Tombstone Tuesday - Grave of Nancy Ambrose

This tombstone, bearing the inscription "Erected by the children to mark the place of the remains of their Mother," marks the grave of Nancy Ambrose, a native of Onslow County, North Carolina. Mrs. Ambrose died in Holmes County, Mississippi, on November 27, 1852, and is buried in Franklin Cemetery. She was 64 years old at the time of her death.

Concord Cemetery at Loring, MS

Concord Cemetery in Madison County,
near the community of Loring

The Concord Presbyterian Church and the cemetery of the same name are located at Loring, Madison County, Mississippi, in an area that was once part of Yazoo County. The church is built in a style reminiscent of old wooden churches in colonial New England. Among those buried in the Concord Cemetery are Jesse H. Ewing, an early settler his wife, Martha, and their descendants.

Concord Presbyterian Church

Gravestone of Martha J. Ewing,
wife of Jesse H. Ewing, family patriarch

Jesse D. Ewing's gravestone
Engraved with Masonic emblem

Philander D. Ewing, son of
J. H. and M. J. Ewing and brother of Milton
b. July 27, 1849
d. January 20, 1877

A double gravestone marks the final resting place
of Milton Cyrus Ewing and
his wife, Augusta A. Ewing

Milton Cyrus Ewing lies at rest near his parents, a brother, his wife, and two of their children. Milton was born on July 12, 1843, and Augusta was born on December 29, 1844. Exactly two months after Milton buried his Augusta on July 15, 1912, he died and was buried next to her.

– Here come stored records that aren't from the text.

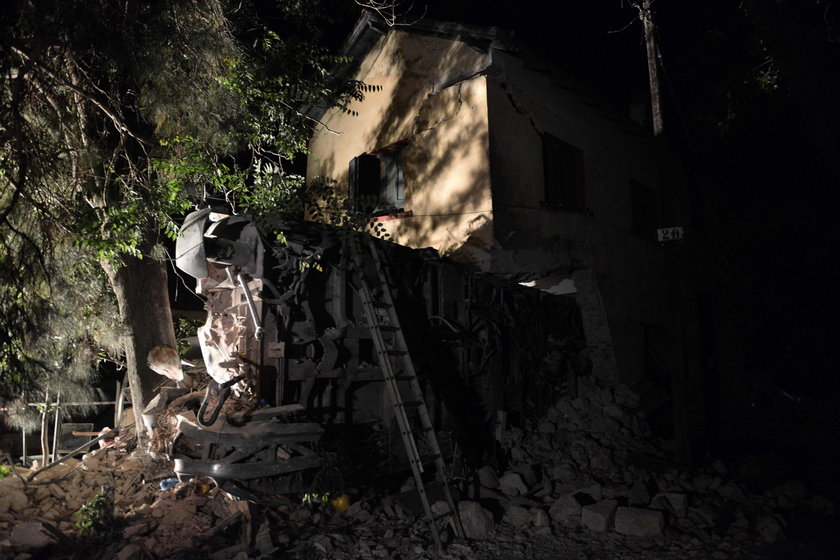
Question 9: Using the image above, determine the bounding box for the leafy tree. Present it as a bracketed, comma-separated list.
[0, 0, 361, 446]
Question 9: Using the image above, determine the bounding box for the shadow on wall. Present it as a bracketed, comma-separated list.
[346, 33, 492, 264]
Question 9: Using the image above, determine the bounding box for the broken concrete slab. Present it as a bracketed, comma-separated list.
[458, 501, 495, 539]
[499, 471, 528, 496]
[615, 507, 665, 537]
[548, 494, 581, 525]
[502, 506, 532, 530]
[580, 500, 618, 533]
[9, 521, 58, 549]
[476, 465, 499, 488]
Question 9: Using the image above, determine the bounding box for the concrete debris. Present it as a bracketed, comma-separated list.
[458, 501, 495, 539]
[615, 507, 665, 537]
[580, 500, 618, 533]
[0, 377, 835, 560]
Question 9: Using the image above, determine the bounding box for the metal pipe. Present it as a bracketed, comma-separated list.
[50, 390, 61, 461]
[236, 272, 263, 340]
[26, 424, 123, 482]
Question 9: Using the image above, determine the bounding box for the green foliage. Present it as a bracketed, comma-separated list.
[0, 0, 364, 402]
[73, 491, 119, 542]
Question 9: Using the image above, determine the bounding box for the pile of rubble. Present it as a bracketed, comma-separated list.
[0, 377, 834, 560]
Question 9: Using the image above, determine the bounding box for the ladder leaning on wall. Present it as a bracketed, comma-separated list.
[357, 237, 464, 549]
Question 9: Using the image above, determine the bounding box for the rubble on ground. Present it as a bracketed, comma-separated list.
[0, 377, 834, 560]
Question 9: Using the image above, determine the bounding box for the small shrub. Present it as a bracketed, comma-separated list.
[74, 491, 117, 541]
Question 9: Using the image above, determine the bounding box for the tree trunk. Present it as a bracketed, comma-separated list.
[41, 391, 50, 467]
[102, 252, 175, 442]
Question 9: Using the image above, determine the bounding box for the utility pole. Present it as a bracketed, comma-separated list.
[644, 0, 662, 138]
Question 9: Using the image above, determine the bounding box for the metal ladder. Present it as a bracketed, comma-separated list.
[359, 237, 464, 550]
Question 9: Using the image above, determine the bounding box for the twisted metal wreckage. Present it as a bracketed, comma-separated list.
[165, 208, 583, 544]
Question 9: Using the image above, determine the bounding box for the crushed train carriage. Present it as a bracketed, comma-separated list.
[167, 208, 583, 501]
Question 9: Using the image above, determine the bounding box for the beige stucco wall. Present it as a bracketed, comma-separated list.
[307, 31, 493, 268]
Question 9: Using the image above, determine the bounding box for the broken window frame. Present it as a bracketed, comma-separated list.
[542, 132, 586, 212]
[349, 140, 408, 217]
[630, 179, 661, 241]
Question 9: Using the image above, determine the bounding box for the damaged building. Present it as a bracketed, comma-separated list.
[307, 16, 702, 460]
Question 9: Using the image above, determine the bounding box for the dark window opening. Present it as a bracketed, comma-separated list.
[350, 141, 406, 216]
[630, 181, 659, 239]
[542, 134, 586, 211]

Near the gra ves of Milton and Augusta are two of their sons, Andrew Joseph and Jessie Carrol.Although Andrew Joseph died a young man at the age of 24, Jessie's small gravestone shows that he died shortly after his first birthday. Three generations of the Ewing family rest in Concord Cemetery.

Sunday, January 4, 2009

Conehoma Cemetery - The Dodd and McKee Families

Conehoma Cemetery, located in the Williamsville Community, east of the Natchez Trace Parkway and southeast of Kosciusko, Mississippi, is the burial place for several families who were pioneers to this area during the 1800's. Some of these families include those named Dodd, Hollingsworth, McKee, Nash, and Whittington. One of the early graves in the cemetery is that of George Dodd, patriarch of the Dodd Family in Attala County. According to Mr. Dodd's original grave marker, he was born on January 16, 1780 in Farquier County, Virginia. He died in Attala County on January 21, 1866, just five days after his 86th birthday, a long life for someone who lived during this time and in this place. Another gravestone, a more contemporary one, also marks Dodd's gravesite. And a tombstone similar to that of George Dodd marks the nearby grave of Margaret A. Dodd, who died on September 20, 1857, likely George's wife.

According to the U. S. Census taken in 1850, George Dodd was enumerated in Township 15, Range 8 East, of Attala County. A farmer by occupation, he was 69 years old, with a birthplace of Virginia. Dodd was almost certainly a widower, since he lived in a household headed by Allen Dodd and his wife, Mary E. Dodd. Allen was a farmer, and his assets in 1850 totaled $6,080. Both Mary and Allen were born in Kentucky. Other family members in the household included six young children belonging to Mary and Allen. Names and ages of the Dodd children were James, age 11, Mary, age 9, William, age 7, Narcissa, age 5, Samuel, age 3, and John, age 6 months. All children living in the household were born in Mississippi.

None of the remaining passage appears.